Article Seventh of the Company's Certificate of Incorporation
provides, in general, that the Company may indemnify, to the fullest extent
permitted by applicable law, every person threatened to be made a party to any
action, suit or proceeding by reason of the fact that such person is or was an
officer or director or was serving at the request of the Company as a director,
officer, employee, agent or trustee of another corporation, business,
partnership, joint venture, trust, employee benefit plan, or other enterprise,
against expenses, judgments, fines and amounts paid in settlement in connection
with such suit or proceeding. Article Seventh of the Certificate of
Incorporation also provides that the Company may indemnify and advance expenses
to those persons as authorized by resolutions of a majority of the Board of
Directors or shareholders, agreement, directors' or officers' liability
insurance policies, or any other form of indemnification agreement.
In accordance with that provision of the Certificate of
Incorporation, the Company shall indemnify any officer or director (including
officers and directors serving another corporation, partnership, joint venture,
trust, employee benefit plan or other enterprise in any capacity at the
Company's request) made, or threatened to be made, a party to an action or
proceeding (whether civil, criminal, administrative or investigative) by reason
of the fact that he or she was serving in any of those capacities against
judgments, fines, amounts paid in settlement and reasonable expenses (including
attorney's fees) incurred as a result of such action or proceeding.
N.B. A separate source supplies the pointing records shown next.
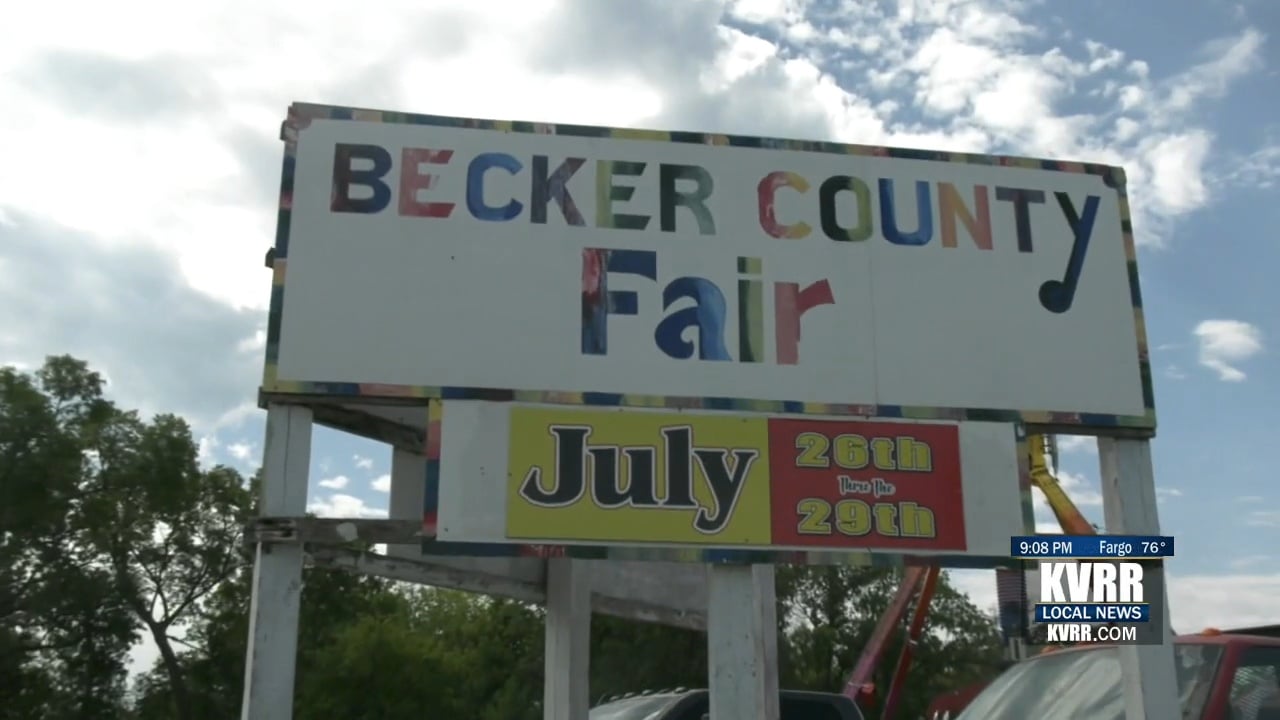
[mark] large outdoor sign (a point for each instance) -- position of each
(444, 258)
(707, 479)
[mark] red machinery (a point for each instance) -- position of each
(918, 587)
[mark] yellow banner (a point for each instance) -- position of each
(638, 477)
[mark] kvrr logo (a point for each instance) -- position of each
(1091, 582)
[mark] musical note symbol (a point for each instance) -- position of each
(1057, 296)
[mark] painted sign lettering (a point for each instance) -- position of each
(581, 475)
(675, 269)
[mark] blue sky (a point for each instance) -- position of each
(146, 135)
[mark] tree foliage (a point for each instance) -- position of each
(110, 532)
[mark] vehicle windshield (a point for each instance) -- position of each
(1086, 684)
(632, 707)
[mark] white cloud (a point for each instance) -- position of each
(1258, 169)
(1249, 561)
(341, 505)
(241, 451)
(1264, 519)
(1224, 343)
(334, 483)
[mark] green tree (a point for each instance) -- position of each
(64, 633)
(110, 529)
(830, 613)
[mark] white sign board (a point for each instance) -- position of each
(435, 256)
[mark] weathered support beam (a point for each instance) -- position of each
(1129, 507)
(448, 575)
(273, 632)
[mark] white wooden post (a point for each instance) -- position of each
(408, 484)
(1129, 507)
(273, 632)
(566, 692)
(741, 636)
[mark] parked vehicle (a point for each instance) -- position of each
(1220, 677)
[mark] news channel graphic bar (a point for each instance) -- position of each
(1091, 547)
(1079, 633)
(1100, 601)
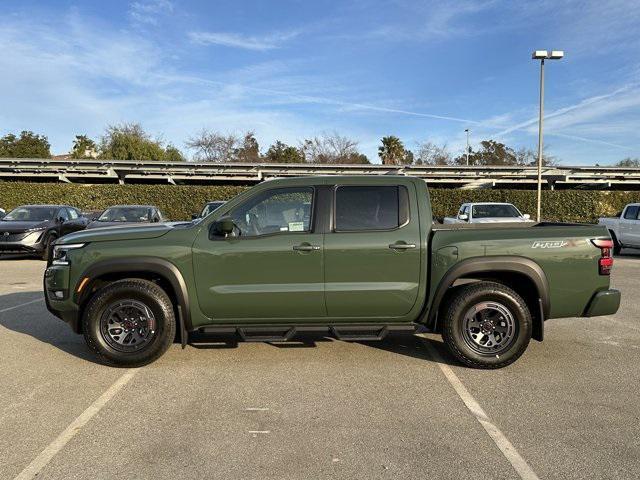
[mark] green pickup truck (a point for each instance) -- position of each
(354, 257)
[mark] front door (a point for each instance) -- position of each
(270, 268)
(372, 255)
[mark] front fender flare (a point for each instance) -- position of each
(155, 265)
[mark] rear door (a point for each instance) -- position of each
(630, 226)
(372, 253)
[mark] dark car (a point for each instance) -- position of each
(33, 228)
(208, 208)
(128, 215)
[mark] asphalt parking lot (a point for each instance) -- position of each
(402, 408)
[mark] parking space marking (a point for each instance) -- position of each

Indemnification would not be available under Article Seventh of the Certificate
of Incorporation if a judgment or other final adjudication adverse to such
director or officer establishes that (i) his or her acts were committed in bad
faith or were the result of active and deliberate dishonesty and, in either
case, were material to the cause of action so adjudicated, or (ii) he or she
personally gained in fact a financial profit or other advantage to which he or
she was not legally entitled. Article Seventh of the Certificate of
Incorporation further stipulates that the rights granted therein are contractual
in nature.
ITEM 7. EXEMPTION FROM REGISTRATION CLAIMED.
Not Applicable.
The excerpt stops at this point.